The concept for the PROCEDURE_OCCURRENCE comes from SNOMED CT:

Administration of vaccine product against Severe acute respiratory syndrome coronavirus 2 (procedure)

This is a hierarchical concept with three children that in turn have children:

The SNOMED CT vaccination procedure does not indicate any actual vaccine products. In the best practice this would be left to the DRUG_EXPOSURE. Here we would identify the vaccine administered with its CVX code. The CVX vocabulary would include both US and non-US vaccines. The administration procedure and the drug administered would enjoy a FACT_RELATIONSHIP.

When this information is gleaned from a registry or retrospectively like in the WHO COVI-19 Core CRF the subject may be reporting not one PROCEDURE_OCCURRENCE but a series of occurrences that together form an intentional unit – e.g., a Sinovac vaccine followed by a Pfizer booster. Sometimes in these intentional units products are mixed and matched governed by availability and/or a specific zeitgeist. If the provenance indicates an “intentional unit”, we are considering creating FACT_RELATIONSHIPs across a reported series of PROCEDURE_OCCURRENCEs.

@JayGee ,

I wouldn’t create a procedure_occurrence record for the administration of the vaccine. It’s not necessary and won’t be used. You can use the drug_exposure.route_concept_id to identify the route for an administration, if you have a use case for intra-muscular drug exposures. The procedure of administering a drug is assumed.

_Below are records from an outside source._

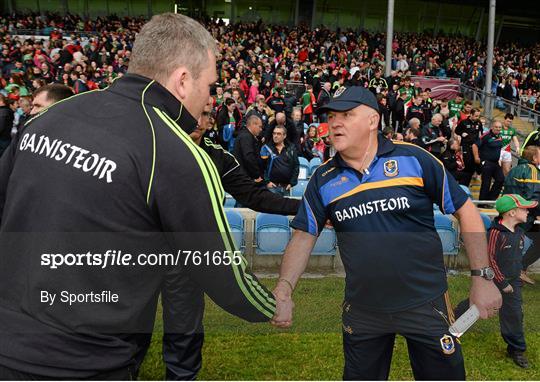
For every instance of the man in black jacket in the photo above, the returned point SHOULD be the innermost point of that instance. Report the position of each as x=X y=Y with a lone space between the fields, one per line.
x=490 y=146
x=182 y=299
x=119 y=166
x=246 y=148
x=469 y=131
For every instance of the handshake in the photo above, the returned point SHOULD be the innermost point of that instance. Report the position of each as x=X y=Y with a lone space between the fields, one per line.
x=284 y=304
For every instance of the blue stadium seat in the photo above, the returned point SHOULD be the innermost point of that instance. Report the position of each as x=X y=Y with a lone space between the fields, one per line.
x=467 y=190
x=448 y=234
x=313 y=164
x=230 y=202
x=486 y=219
x=272 y=233
x=298 y=190
x=236 y=223
x=304 y=173
x=326 y=243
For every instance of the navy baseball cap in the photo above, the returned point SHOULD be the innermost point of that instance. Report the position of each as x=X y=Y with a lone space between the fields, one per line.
x=348 y=98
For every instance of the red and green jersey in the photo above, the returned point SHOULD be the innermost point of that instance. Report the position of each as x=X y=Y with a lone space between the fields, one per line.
x=407 y=90
x=455 y=107
x=308 y=99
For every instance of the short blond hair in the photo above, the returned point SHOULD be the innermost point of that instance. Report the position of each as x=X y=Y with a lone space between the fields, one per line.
x=168 y=41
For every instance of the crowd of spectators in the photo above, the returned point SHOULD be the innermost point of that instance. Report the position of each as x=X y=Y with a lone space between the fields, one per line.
x=280 y=75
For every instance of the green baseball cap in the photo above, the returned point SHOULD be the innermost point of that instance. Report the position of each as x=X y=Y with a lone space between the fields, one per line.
x=510 y=201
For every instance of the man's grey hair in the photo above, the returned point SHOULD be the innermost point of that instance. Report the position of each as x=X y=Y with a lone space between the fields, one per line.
x=167 y=42
x=252 y=119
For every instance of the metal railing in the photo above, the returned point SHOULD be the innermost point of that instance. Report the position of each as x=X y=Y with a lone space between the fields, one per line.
x=489 y=101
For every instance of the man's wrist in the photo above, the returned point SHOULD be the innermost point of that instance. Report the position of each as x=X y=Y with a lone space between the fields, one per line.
x=284 y=288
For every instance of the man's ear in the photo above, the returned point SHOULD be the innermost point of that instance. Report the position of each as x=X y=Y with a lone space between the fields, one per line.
x=178 y=82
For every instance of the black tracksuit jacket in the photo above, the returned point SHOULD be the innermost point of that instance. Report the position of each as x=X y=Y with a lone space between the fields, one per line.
x=108 y=170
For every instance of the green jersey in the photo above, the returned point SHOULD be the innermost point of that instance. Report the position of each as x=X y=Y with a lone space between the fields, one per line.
x=455 y=108
x=507 y=135
x=409 y=91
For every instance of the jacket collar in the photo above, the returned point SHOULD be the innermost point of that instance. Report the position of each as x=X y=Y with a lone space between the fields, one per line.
x=154 y=94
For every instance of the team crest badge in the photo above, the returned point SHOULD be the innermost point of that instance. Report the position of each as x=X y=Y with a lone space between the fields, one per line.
x=339 y=91
x=390 y=168
x=447 y=344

Thanks. How would I capture information about what vaccine was administered in the first dose, the second dose (if applicable) and, finally, what vaccine was used as a booster? Internationally, we can’t assume separate lanes for each vaccine, so from one dose to the next as needed, the vaccine can change.

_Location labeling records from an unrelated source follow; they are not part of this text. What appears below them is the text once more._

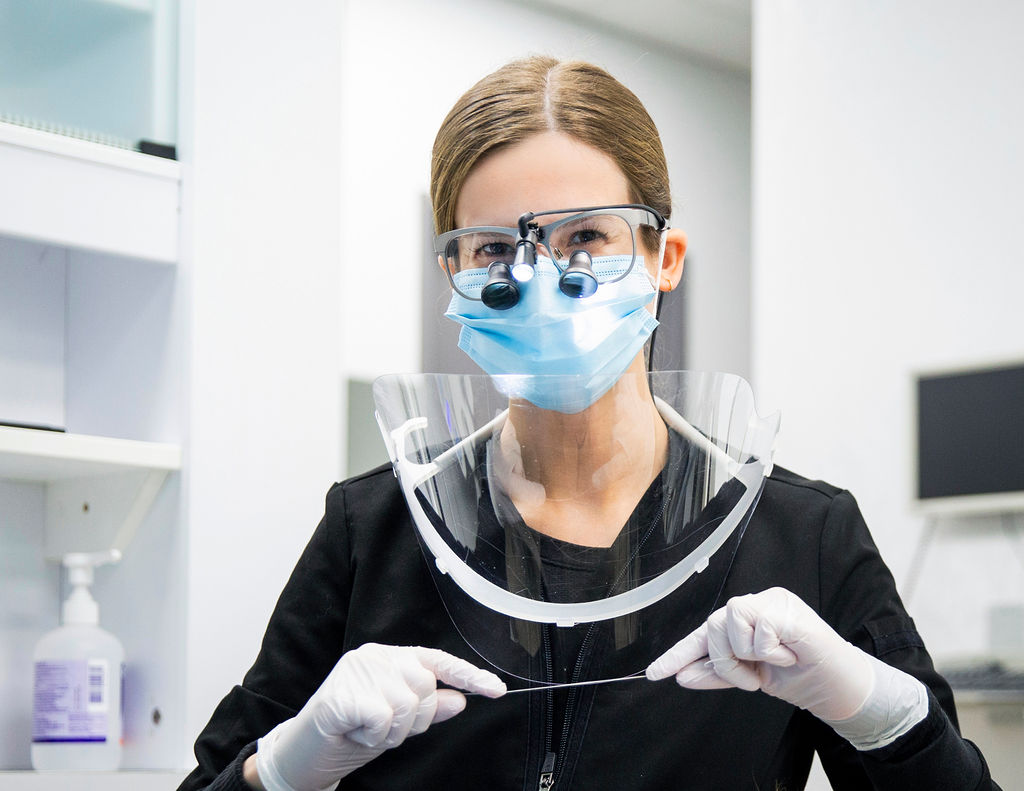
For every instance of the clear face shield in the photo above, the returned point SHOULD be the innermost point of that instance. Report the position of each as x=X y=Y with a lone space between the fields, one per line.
x=577 y=546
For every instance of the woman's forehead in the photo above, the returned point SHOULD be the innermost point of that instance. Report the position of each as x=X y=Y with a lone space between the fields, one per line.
x=546 y=171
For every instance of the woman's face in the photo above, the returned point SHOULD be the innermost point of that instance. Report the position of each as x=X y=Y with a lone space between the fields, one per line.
x=549 y=170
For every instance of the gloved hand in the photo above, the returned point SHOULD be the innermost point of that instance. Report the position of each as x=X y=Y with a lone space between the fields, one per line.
x=373 y=699
x=775 y=642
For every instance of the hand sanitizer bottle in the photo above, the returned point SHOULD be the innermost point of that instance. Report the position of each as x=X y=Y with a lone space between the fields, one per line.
x=76 y=723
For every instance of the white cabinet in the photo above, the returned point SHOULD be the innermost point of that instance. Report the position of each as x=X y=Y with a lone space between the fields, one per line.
x=197 y=308
x=92 y=338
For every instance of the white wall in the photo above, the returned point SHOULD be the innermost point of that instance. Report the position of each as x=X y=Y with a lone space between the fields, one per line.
x=404 y=65
x=260 y=98
x=888 y=197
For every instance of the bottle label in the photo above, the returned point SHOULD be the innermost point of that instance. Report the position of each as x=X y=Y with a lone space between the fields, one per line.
x=71 y=701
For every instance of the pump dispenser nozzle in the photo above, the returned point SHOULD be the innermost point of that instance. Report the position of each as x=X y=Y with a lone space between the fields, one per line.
x=80 y=608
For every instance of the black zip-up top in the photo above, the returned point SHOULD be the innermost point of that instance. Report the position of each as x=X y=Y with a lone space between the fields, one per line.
x=363 y=579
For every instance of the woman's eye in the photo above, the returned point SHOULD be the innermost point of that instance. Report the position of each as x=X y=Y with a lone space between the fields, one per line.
x=496 y=250
x=585 y=237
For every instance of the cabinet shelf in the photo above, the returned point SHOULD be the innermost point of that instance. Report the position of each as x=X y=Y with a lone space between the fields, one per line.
x=39 y=456
x=87 y=196
x=91 y=781
x=98 y=489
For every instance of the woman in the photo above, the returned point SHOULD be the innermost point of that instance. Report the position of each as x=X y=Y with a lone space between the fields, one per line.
x=804 y=608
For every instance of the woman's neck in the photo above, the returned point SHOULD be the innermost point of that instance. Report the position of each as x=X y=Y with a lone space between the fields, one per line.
x=580 y=476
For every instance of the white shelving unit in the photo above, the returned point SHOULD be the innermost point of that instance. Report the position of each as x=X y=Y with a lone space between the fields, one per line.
x=87 y=196
x=92 y=338
x=95 y=781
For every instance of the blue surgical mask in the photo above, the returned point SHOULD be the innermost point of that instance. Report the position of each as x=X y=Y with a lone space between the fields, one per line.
x=547 y=333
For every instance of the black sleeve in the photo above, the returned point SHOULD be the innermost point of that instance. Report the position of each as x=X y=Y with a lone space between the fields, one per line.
x=859 y=599
x=303 y=641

Create a clinical event record for each dose given. All you need to create a record are the Person, date and drug.

Ask the OHDSI vocabulary team to include the additional CVX codes for the non-US immunizations here. Explain your use case and give a link to your CVX source.

If you’re interested, please join the EHR Working Group where we discuss and give guidance for the ETL of any & all source data to the CDM, discuss use cases not covered by the CDM, discuss technical needs for an ETL, and all things OHDSI/OMOP. You can sign up here

Thanks again.

What type of clinical event are you suggesting? Just the DRUG_EXPOSURE? If so, how do you suggest I code it to indicate a first dose, second dose or a booster? CVX codes don’t include these concepts. They don’t mix up an administrative context (first dose, second dose, booster) with the drug itself. Alternatively, are you thinking I should create a second record like an OBSERVATION to give the DRUG_EXPOSURE additional context.

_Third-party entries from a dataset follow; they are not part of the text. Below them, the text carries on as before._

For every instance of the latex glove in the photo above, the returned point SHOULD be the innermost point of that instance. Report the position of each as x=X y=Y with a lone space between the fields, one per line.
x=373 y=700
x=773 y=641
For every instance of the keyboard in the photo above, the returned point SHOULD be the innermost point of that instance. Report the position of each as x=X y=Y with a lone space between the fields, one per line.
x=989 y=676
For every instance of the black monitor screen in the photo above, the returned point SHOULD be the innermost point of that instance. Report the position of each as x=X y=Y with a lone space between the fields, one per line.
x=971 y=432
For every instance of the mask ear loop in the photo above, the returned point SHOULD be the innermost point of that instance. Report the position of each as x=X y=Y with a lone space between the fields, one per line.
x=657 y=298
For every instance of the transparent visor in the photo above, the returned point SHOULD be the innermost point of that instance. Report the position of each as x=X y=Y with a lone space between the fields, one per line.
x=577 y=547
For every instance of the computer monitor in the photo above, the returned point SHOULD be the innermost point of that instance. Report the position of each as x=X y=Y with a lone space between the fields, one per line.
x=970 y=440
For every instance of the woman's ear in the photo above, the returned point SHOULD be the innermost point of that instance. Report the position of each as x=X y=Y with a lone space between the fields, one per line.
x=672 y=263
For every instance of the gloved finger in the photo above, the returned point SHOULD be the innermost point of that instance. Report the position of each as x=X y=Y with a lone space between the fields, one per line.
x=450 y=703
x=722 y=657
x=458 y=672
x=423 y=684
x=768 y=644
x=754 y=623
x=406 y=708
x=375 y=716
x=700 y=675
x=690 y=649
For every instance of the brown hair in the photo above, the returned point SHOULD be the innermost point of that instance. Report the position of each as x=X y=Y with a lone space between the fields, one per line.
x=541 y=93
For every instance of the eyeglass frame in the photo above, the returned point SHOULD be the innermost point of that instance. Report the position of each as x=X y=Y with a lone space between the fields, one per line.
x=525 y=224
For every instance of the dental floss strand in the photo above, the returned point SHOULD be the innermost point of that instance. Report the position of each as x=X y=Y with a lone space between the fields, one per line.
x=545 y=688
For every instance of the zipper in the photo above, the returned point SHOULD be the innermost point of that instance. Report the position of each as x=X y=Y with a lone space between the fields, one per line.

It would be great if you could make a very little (back of the envelope) example.

@mik, do we have any plans to include the non-US CVX codes in a future import? Thanks, Jay.

Please share your use case so we can help you determine how to best store these data.

Potential ideas:

  1. You can tease this out at analysis time.
  2. Or, if this is very important to have within the row of data, you can add an extension column to the CDM. See my poster here for the risks, benefits and suggestions of extending your CDM for an internal use case.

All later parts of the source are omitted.